В эту минуту в остерию вошли какие-то двое, и Джиджи, выпив одним духом свой стакан, ушел и оставил меня одного.
Я медленно пил свои пол-литра и все раздумывал. Меня совсем не успокаивало то, что Гульельмо боится, наоборот, у меня огонь полыхал в душе, когда я думал об этом. "Боится, подлец", - думал я и с такой силой сжимал стакан из толстого стекла, словно это была шея Гульельмо. Я говорил себе, что Гульельмо настоящий подлец: мало того, что он погубил меня своими ложными показаниями, так теперь еще хочет заручиться поддержкой Джиджи, рассчитывая, что тот уговорит меня помириться с ним. Так я допил свои пол-литра и заказал еще. Джиджи принес вино и осведомился:
- Ну, как настроение? Получше? Обдумал то, что я советовал?
Я отвечал:
- Настроение лучше, и я все обдумал. Наливая вино в мой стакан, Джиджи заметил:
- В таких делах, брат, с размаху нельзя... Не надо давать волю чувствам... Правда за тобой, тут спорить нечего, но именно поэтому ты должен показать себя благородным и простить.
Я не мог удержаться и с горечью воскликнул:
- Гульельмо что, подкупил тебя, что ли?
Он не обиделся и сказал искренно:
- Никто меня не подкупал. Просто я друг вам обоим... и хочу, чтобы вы помирились... Вот и все.
Я снова стал пить и, может от вина, не знаю, но мысли мои с Гульельмо перешли на меня самого, и я стал вспоминать все, что произошло за эти два года, сколько я выстрадал, как меня всячески притесняли и обижали. И глаза мои наполнились слезами, и так мне стало себя жалко! Сначала себя, а потом и всех других. Какой я несчастный, без вины виноват, а сколько таких, как я. И Гульельмо несчастный, и Джиджи тоже несчастный, и мой отец, и мой брат, и сестра, и мать - все несчастные. Теперь Гульельмо представился мне в новом свете, я смотрел на него другими глазами, и постепенно я начал склоняться к тому, что Джиджи прав: мне нужно показать себя благородным и простить. От этой мысли я стал жалеть себя еще пуще, вдвое больше прежнего; и я был Доволен, что эта мысль пришла мне в голову, потому что хоть я и раньше знал, что простить лучше, чем отомстить, но никогда бы не смог простить, если б мне это сердце не подсказало. Однако я испугался, что этот благородный порыв скоро пройдет, и, когда вторая бутылка кончилась, громко позвал:
- Джиджи, поди-ка сюда на минуточку.
Он подошел, и я сразу ему сказал:
- Джиджи, я все обдумал и нахожу, что ты прав; если хочешь - я готов, пойдем к Гульельмо.
Он обрадовался:
- Вот видишь, разве я не знаю: немножко пораскинешь мозгами да выпьешь хорошего вина - и сердце заговорит.

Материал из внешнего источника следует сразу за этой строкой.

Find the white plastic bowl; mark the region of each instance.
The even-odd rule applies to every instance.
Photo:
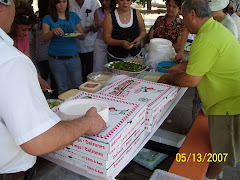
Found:
[[[98,114],[105,122],[108,121],[108,104],[96,99],[76,99],[64,102],[59,107],[59,117],[63,121],[81,118],[91,107],[97,109]]]

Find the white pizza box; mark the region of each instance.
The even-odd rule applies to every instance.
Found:
[[[101,152],[97,149],[92,149],[91,147],[83,147],[82,145],[75,146],[68,146],[64,150],[60,150],[61,153],[67,153],[68,155],[72,154],[72,156],[77,156],[76,154],[84,154],[86,157],[90,158],[97,158],[98,162],[101,162],[101,166],[104,169],[107,169],[110,167],[111,164],[113,164],[118,157],[121,156],[121,154],[129,147],[129,145],[137,138],[137,136],[144,130],[144,120],[142,121],[142,124],[140,124],[140,127],[136,128],[135,132],[123,143],[119,146],[119,148],[116,148],[111,154],[107,152]],[[76,157],[79,159],[79,157]],[[96,164],[95,164],[96,165]]]
[[[117,96],[145,104],[147,106],[146,123],[152,124],[152,117],[177,95],[178,90],[179,87],[176,86],[126,77],[104,87],[97,94]]]
[[[93,167],[100,169],[109,169],[109,167],[126,151],[126,149],[134,143],[134,141],[139,137],[143,130],[144,124],[142,124],[142,126],[122,145],[118,152],[115,152],[115,154],[112,155],[113,159],[107,161],[69,148],[64,148],[63,150],[56,151],[54,152],[54,155],[57,156],[57,158],[67,161],[71,164],[79,163],[79,161],[82,161],[85,164],[91,165]],[[62,156],[64,156],[64,158],[62,158]]]
[[[167,98],[167,103],[161,108],[161,109],[158,109],[156,108],[156,112],[157,113],[154,113],[155,116],[152,116],[152,117],[148,117],[145,119],[145,124],[146,124],[146,127],[150,127],[150,126],[153,126],[153,124],[156,124],[156,118],[158,116],[158,118],[160,119],[164,113],[167,111],[167,109],[170,107],[170,105],[174,102],[174,99],[177,97],[177,95],[179,94],[179,91],[180,91],[180,87],[178,88],[177,91],[174,91],[173,93],[171,93]],[[166,107],[168,106],[168,107]],[[160,115],[159,115],[160,114]],[[162,116],[161,116],[162,115]]]
[[[134,133],[136,126],[140,127],[140,123],[144,122],[146,114],[144,104],[88,92],[80,92],[67,101],[79,98],[98,99],[109,105],[109,121],[106,123],[106,128],[97,135],[82,136],[73,143],[75,148],[87,148],[87,151],[92,151],[91,154],[99,158],[101,156],[104,158],[102,152],[109,153],[119,147]],[[59,106],[53,111],[58,113]]]
[[[145,138],[149,135],[145,130],[140,134],[140,136],[131,144],[131,146],[126,149],[126,151],[117,159],[116,162],[109,169],[101,169],[98,167],[94,167],[91,164],[88,164],[84,161],[75,162],[73,160],[66,161],[65,159],[69,158],[66,155],[59,154],[46,154],[42,157],[55,163],[60,166],[63,166],[73,172],[81,174],[83,176],[89,177],[91,179],[103,180],[103,179],[114,179],[113,174],[118,174],[129,162],[129,159],[133,158],[133,154],[145,140]],[[57,155],[56,155],[57,154]]]

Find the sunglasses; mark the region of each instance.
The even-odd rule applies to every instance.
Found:
[[[20,5],[20,2],[18,0],[13,0],[15,7],[18,7]],[[3,3],[5,5],[10,6],[12,4],[12,2],[10,0],[0,0],[0,3]]]

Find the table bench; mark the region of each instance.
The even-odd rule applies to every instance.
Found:
[[[168,172],[193,180],[203,180],[209,166],[204,155],[210,152],[208,117],[200,111],[176,156],[179,162],[175,158]],[[183,158],[179,158],[183,157],[183,153],[186,155],[185,162]],[[202,155],[201,162],[197,161],[198,153]]]

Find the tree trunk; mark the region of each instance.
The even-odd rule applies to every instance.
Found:
[[[148,11],[151,11],[151,2],[152,2],[152,0],[147,0],[147,10]]]

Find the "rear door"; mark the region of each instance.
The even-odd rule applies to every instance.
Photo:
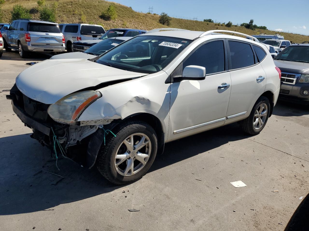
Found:
[[[264,92],[266,76],[251,43],[228,40],[227,44],[232,86],[226,115],[226,122],[230,123],[250,113],[253,105]]]
[[[82,40],[97,39],[105,33],[105,30],[101,26],[82,25],[80,27]]]
[[[62,47],[62,34],[57,24],[30,22],[28,30],[31,46]]]

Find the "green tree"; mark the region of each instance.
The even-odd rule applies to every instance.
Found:
[[[15,5],[11,11],[11,22],[18,18],[31,18],[31,16],[29,10],[23,7],[20,4]]]
[[[159,18],[159,22],[163,25],[169,26],[172,18],[167,15],[167,14],[162,12]]]
[[[204,22],[212,22],[212,23],[214,23],[214,20],[212,20],[211,18],[209,18],[209,19],[204,19],[203,21]]]
[[[114,5],[111,4],[106,10],[102,12],[100,16],[104,20],[114,20],[117,18],[117,11]]]
[[[232,26],[233,26],[233,23],[232,23],[232,22],[231,21],[229,21],[229,22],[226,23],[225,26],[228,27],[230,27]]]

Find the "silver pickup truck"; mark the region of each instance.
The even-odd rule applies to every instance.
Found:
[[[27,58],[30,51],[58,52],[65,49],[64,36],[55,22],[19,18],[3,29],[5,50],[18,50],[21,58]]]

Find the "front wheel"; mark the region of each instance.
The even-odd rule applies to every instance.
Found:
[[[261,96],[254,104],[249,116],[240,121],[240,128],[245,133],[251,135],[258,134],[268,120],[270,104],[268,99]]]
[[[109,133],[99,152],[97,166],[116,184],[133,182],[145,175],[155,158],[158,139],[153,128],[142,121],[127,122]],[[102,137],[103,138],[103,137]]]

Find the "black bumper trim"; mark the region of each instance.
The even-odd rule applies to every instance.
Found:
[[[48,136],[49,136],[50,132],[50,128],[38,122],[25,115],[19,107],[14,104],[13,101],[12,102],[12,106],[14,112],[24,123],[32,128],[35,128],[45,135]]]

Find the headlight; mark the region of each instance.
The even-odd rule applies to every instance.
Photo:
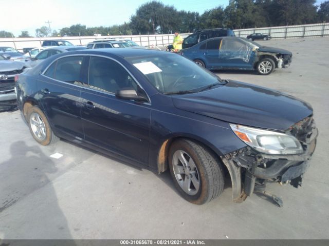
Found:
[[[304,150],[293,136],[284,133],[230,124],[235,135],[258,151],[272,155],[300,154]]]

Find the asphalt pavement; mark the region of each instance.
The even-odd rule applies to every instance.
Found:
[[[41,146],[19,111],[3,112],[0,238],[328,239],[329,38],[259,43],[292,51],[291,66],[268,76],[215,72],[314,108],[319,135],[302,187],[267,187],[282,208],[255,194],[233,203],[229,180],[220,197],[193,204],[168,172],[158,175],[64,140]]]

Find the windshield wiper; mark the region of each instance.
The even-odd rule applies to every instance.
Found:
[[[199,92],[200,91],[205,91],[205,90],[207,90],[208,89],[210,89],[213,86],[217,86],[218,85],[223,85],[223,84],[220,83],[218,82],[216,82],[215,83],[211,84],[209,85],[209,86],[206,86],[205,87],[203,87],[202,89],[201,89],[201,90],[199,90],[198,91],[197,91],[197,92]]]
[[[167,92],[163,93],[164,95],[173,95],[174,94],[188,94],[188,93],[194,93],[195,91],[173,91],[172,92]]]

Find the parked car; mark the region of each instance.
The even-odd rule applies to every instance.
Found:
[[[196,204],[220,195],[224,169],[235,201],[267,182],[298,187],[318,134],[307,102],[160,51],[61,54],[19,75],[16,90],[38,142],[63,138],[159,174],[169,169]]]
[[[102,49],[104,48],[130,48],[130,46],[122,41],[113,40],[97,40],[89,43],[86,46],[89,49]]]
[[[21,53],[16,49],[7,46],[0,47],[0,52],[16,52],[19,53],[21,54],[23,54],[23,53]]]
[[[31,57],[30,60],[25,63],[25,65],[28,68],[32,68],[52,55],[68,51],[75,51],[86,49],[87,49],[86,47],[83,46],[50,46],[45,48],[35,57]]]
[[[57,47],[57,46],[44,46],[39,48],[34,48],[25,54],[25,55],[28,55],[31,57],[35,57],[40,52],[44,50],[45,49],[47,49],[50,47]]]
[[[238,37],[211,38],[179,53],[208,69],[257,70],[262,75],[276,68],[288,67],[293,58],[287,50],[262,46]]]
[[[247,38],[250,40],[269,40],[272,38],[270,35],[263,34],[262,33],[253,33],[247,36]]]
[[[30,57],[26,55],[22,55],[21,53],[13,51],[6,51],[0,52],[0,55],[6,59],[15,60],[16,61],[25,61],[30,59]]]
[[[16,108],[14,78],[25,69],[24,63],[10,60],[5,56],[0,55],[0,111]]]
[[[45,40],[42,43],[42,46],[69,46],[74,45],[71,42],[66,40]]]
[[[143,46],[141,45],[139,45],[138,44],[136,44],[134,41],[129,38],[123,38],[123,37],[117,37],[115,38],[115,40],[117,41],[122,41],[126,43],[130,48],[137,48],[139,49],[147,49],[145,46]]]
[[[202,30],[197,31],[184,38],[181,46],[183,49],[186,49],[209,38],[234,36],[235,34],[234,34],[234,31],[229,28]]]

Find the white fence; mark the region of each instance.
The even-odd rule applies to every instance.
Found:
[[[236,36],[245,37],[247,35],[257,32],[270,34],[273,38],[324,37],[329,36],[329,23],[237,29],[234,30],[234,32]],[[181,35],[183,37],[186,37],[189,34],[182,33]],[[115,37],[130,38],[143,46],[164,46],[172,43],[174,34],[126,35],[120,37],[118,36],[62,37],[59,38],[70,41],[75,45],[86,45],[95,39]],[[58,37],[0,38],[0,46],[9,46],[22,51],[25,48],[41,46],[44,40],[58,39]]]

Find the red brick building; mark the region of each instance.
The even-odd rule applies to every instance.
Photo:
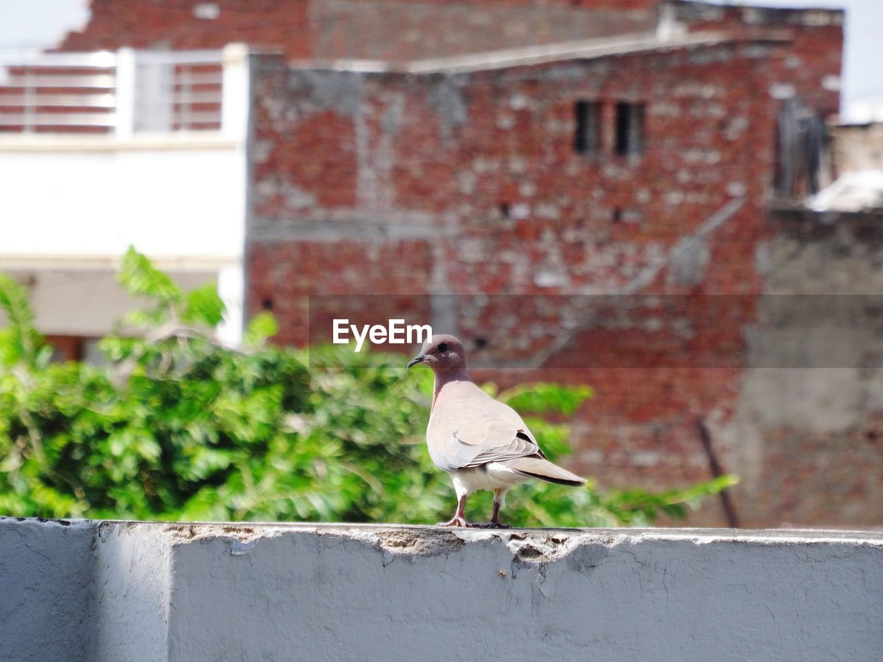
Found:
[[[479,364],[516,366],[482,376],[594,386],[572,464],[604,485],[708,478],[701,421],[743,478],[743,524],[883,519],[879,371],[833,364],[860,394],[811,420],[828,373],[805,356],[777,363],[746,331],[769,312],[763,294],[874,291],[864,267],[834,258],[838,277],[807,288],[801,262],[844,241],[876,255],[866,220],[832,236],[781,211],[818,185],[807,136],[838,109],[842,12],[162,5],[96,0],[62,48],[284,51],[252,69],[246,228],[247,305],[273,310],[280,342],[309,339],[310,295],[398,295],[363,305],[432,320]],[[765,350],[777,377],[755,360]],[[822,386],[771,413],[786,383]],[[722,521],[709,503],[692,523]]]

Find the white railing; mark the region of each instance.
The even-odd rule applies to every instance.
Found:
[[[0,57],[0,134],[242,135],[246,55],[231,44]]]

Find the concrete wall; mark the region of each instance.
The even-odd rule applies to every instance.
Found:
[[[0,658],[883,658],[883,534],[0,519]]]

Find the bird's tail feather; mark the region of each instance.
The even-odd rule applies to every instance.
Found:
[[[572,487],[585,485],[585,478],[581,478],[577,474],[562,469],[542,457],[518,457],[504,463],[520,474],[545,480],[547,483],[568,485]]]

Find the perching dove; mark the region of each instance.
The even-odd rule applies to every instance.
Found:
[[[515,410],[472,383],[463,343],[453,335],[433,335],[408,367],[419,363],[435,372],[426,427],[429,455],[450,474],[457,491],[457,513],[442,526],[509,528],[500,523],[500,507],[510,487],[529,478],[573,486],[585,484],[546,459]],[[466,497],[477,490],[494,493],[494,515],[486,524],[471,524],[463,515]]]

Я ничего на это не ответил и вдруг закрыл лицо руками и начал плакать: я снова увидел себя в Портолонгоне, в одежде каторжника - как я в тюремной мастерской строгаю доски для гробов. В тюрьме все работали, а столярам доставалась самая неприятная работа - делать гробы для покойников со всего Портоферрайо и других селений острова Эльбы. И я плакал, вспоминая, как часто, делая эти гробы, я думал, что в один из них мне придется лечь самому. А тем временем Джиджи хлопал меня по плечу и повторял:
- Ну, ну, не надо ни о чем вспоминать, теперь уж все это позади.
Через минуту он прибавил:
- Давай пойдем сейчас же к Гульельмо. Вы обниметесь, как друзья, а потом мы все вместе вернемся сюда и разопьем бутылочку за ваше примирение.
Я вытер слезы и сказал:
- Пойдем к Гульельмо.
Джиджи вышел из остерии, и я следом за ним. Мы прошли метров пятьдесят, и между булочной и мастерской мраморщика я увидел точильню Гульельмо. Сам Гульельмо нисколько не изменился: маленький, серенький, жирненький, с лысой головой, со слащавым лицом, похожий одновременно и на пономаря и на Иуду, он стоял в профиль к нам у точила и был, казалось, поглощен своей работой. Он так старательно точил нож, то кладя плашмя, то ставя его ребром под падающей струйкой воды, что не заметил, как мы вошли. Как только я увидел его, то в миг почувствовал, что вся кровь во мне закипела, и я понял, что ни за что не смогу обнять его, как того хотел Джиджи: если б я обнял его, я, наверное, сам того не желая, откусил бы ему ухо или сделал что-нибудь еще в этом роде. Между тем Джиджи радостным, веселым голосом закричал:
- Гульельмо, посмотри-ка, Родольфо пришел к тебе мириться... что прошло, то прошло...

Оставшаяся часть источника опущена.